Are elevated borrowing costs finally catching up with the economy? A 2.5% growth rate is still solid, better than in Europe, the UK and other developed economies. Moreover, there is room for an upside surprise. 

According to the Atlanta Fed's NowCast, the economy expanded by 2.9% in the first quarter. Better-than-expected data would boost the US Dollar (USD), weigh on Gold, and have a mixed impact on stocks. Companies need lower rates, but also more sales.
 

GDP Now. Source: Atlanta Fed

A disappointing figure would provide hopes for a rate cut coming sooner rather than later, sending the US Dollar down and Gold up..

Apart from the headline figure, the inflation indicator used to measure real GDP is also of interest. Investors want to see the "deflator", as it is often called, falling. A hot figure would weigh on markets. 

Bank of Japan may warn about weak Yen

Friday, in the Asian morning. The Bank of Japan (BoJ) announced its first rate hike since 2007 last month – but that only brought borrowing costs to range between 0% and 0.10%. Moreover, that has not helped in buoying the struggling Yen.

Investors were unimpressed by Japanese officials' signal to intervene and boost the currency. A joint statement by the US, Japan and South Korea referring to the weakness of these Asian currencies also failed to move the needle.

Japan relies on energy imports, which are denominated in US Dollars. Higher gasoline prices are not the kind of inflation the BoJ aims for. 

The one thing the BoJ could do is raise interest rates again – or at least indicate such a move. Will Governor Kazuo Ueda provide hawkish hints? That is the question for the upcoming BoJ gathering, as no rate hike is on the cards now.

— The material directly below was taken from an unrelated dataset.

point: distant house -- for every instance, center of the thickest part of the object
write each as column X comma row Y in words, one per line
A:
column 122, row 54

A hawkish tone could also push other central banks to avoid immediate rate cuts, thus strengthening currencies such as the Euro and the Pound. If the BoJ avoids bold promises, the Yen would further weaken.

Core PCE is critical for the Fed decision

Friday, 12:30 GMT. Five days before the Federal Reserve announces its rate decision, officials will receive an updated inflation figure – the one they care about most. The Personal Consumption Expenditure Price Index (PCE) is more frequently updated than the Consumer Price Index (CPI). Despite being released after the CPI, the PCE is of high importance. 

Core PCE has been falling, but got stuck in recent months:

Core PCE YoY. Source: FXStreet

The economic calendar points to a repeat of last month's 0.3% MoM increase in core PCE in March. More importantly, and despite the hotter CPI figures, core PCE YoY is expected to slide to 2.6% from 2.8%. The bank's goal is 2%.

Every tenth matters and a hot 2.7% or 2.8% read would weigh heavily on stocks and Gold while boosting the US Dollar. It would further push back estimates for a rate cut. A 2.6% figure or lower would be welcome news for markets. 

Surprises are uncommon in PCE reads, as they are based on CPI, the Producer Price Index (PPI) and other figures that have already been released. Nevertheless, the Fed is focused on inflation and cares about its favorite gauge. Markets care as well.